Aujourd'hui encore, la téléphonie fixe tout comme l'accès à Internet sont des marchés dominés par Swisscom. Selon l'Office fédéral de la communication, dont les derniers chiffres datent de fin 2006, Swisscom détient, si l'on compare les chiffres d'affaires, 58,5% du marché. En comparaison avec la moyenne européenne (64,1%), c'est a priori peu. Mais, en réalité, l'immense majorité des concurrents de Swisscom ne fait que revendre ses minutes de communication. Actuellement, seuls les câblo-opérateurs, Cablecom en tête, et les opérateurs qui contrôlent le dernier kilomètre de Swisscom, tel VTX, peuvent en grande partie se passer de ses services. Ces opérateurs fixent aussi eux-mêmes en grande partie le montant de l'abonnement de base mensuel.
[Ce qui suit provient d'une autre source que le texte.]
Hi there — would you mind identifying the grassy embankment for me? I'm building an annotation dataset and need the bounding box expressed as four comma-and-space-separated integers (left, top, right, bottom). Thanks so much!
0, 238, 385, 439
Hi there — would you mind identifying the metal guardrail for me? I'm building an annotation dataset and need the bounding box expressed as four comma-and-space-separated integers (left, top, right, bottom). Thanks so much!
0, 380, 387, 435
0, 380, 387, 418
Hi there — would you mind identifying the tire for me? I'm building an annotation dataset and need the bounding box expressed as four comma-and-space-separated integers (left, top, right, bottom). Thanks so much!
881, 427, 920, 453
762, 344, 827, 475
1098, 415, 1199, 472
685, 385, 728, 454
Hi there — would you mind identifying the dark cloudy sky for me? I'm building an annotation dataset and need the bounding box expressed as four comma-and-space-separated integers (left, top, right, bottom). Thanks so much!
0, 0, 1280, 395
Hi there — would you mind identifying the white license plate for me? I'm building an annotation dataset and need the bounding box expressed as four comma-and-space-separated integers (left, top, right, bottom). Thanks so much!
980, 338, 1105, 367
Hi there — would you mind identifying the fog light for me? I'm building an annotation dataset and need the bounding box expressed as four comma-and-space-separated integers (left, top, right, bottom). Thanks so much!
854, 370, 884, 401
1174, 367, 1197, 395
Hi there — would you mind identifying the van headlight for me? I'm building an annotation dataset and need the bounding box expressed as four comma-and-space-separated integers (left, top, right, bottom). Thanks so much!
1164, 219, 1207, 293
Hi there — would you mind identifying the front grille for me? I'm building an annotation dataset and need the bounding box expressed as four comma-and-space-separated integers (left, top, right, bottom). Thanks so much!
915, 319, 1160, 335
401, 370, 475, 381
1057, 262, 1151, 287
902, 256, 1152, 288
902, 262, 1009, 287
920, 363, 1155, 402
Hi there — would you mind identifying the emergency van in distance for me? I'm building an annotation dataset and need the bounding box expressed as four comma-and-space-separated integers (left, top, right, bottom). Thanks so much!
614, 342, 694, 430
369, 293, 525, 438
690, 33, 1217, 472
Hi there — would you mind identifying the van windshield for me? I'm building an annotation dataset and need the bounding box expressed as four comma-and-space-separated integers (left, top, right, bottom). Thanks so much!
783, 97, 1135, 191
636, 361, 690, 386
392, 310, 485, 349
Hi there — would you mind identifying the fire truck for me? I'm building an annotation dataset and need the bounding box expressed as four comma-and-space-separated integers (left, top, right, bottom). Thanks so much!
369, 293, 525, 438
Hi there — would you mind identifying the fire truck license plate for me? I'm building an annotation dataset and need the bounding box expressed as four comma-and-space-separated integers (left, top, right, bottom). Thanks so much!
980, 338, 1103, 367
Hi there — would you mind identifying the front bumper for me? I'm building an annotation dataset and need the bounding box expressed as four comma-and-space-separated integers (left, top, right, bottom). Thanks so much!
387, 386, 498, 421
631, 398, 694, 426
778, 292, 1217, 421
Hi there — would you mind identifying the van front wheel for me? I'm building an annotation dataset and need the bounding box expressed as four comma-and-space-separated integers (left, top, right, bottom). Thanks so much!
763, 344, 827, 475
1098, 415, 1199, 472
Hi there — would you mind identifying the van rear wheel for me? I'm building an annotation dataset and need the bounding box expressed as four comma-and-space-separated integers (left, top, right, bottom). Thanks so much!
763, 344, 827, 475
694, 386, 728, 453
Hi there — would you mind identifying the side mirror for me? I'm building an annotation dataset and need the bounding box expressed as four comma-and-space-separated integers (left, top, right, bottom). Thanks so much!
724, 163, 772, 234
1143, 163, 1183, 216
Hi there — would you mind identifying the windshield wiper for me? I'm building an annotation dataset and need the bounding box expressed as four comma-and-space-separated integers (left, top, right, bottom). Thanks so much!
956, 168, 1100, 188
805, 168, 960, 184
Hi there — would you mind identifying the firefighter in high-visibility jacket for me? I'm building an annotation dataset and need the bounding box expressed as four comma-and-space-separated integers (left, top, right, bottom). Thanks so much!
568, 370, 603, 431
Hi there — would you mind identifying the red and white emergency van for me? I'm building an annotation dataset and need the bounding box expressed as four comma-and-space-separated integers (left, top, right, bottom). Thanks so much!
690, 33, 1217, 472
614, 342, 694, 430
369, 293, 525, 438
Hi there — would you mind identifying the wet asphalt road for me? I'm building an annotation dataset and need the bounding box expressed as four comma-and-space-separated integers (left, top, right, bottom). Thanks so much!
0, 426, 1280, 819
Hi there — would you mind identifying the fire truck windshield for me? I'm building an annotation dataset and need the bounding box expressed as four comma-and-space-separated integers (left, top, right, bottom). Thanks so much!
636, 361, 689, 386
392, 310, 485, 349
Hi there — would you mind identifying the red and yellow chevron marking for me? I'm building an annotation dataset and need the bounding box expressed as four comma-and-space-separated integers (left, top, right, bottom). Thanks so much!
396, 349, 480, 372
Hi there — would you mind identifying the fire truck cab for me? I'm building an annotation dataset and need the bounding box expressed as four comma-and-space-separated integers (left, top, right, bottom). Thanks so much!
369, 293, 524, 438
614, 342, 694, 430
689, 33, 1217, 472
Il existe une trentaine d'opérateurs actifs sur le marché de la téléphonie fixe. En 2007, 39,8% des consommateurs ont fait appels à eux pour leurs communications, ce qui est un chiffre nettement supérieur à la moyenne européenne (29,8%).

Qu'en est-il des prix?En comparaison internationale, les tarifs suisses sont tout à fait corrects. Fin 2006, un appel national de trois minutes coûtait 18,2 centimes d'euro, contre 25,8 centimes pour la moyenne européenne. Et, depuis cette date, les tarifs ont continué à reculer en Suisse, suite à des baisses de prix décidées par Swisscom, souvent sous la pression des autorités de régulation.

Comment la situation va-t-elle évoluer?Aux côtés de VTX, Sunrise est désormais très actif pour proposer des offres qui permettent de se passer totalement de Swisscom, en contrôlant son «dernier kilomètre». Les câblo-opérateurs, notamment ceux de villes comme Lausanne, sont devenus très agressifs sur le prix. Enfin, les Suisses qui renoncent totalement à une ligne fixe pour ne conserver que leur téléphone mobile sont de plus en plus nombreux.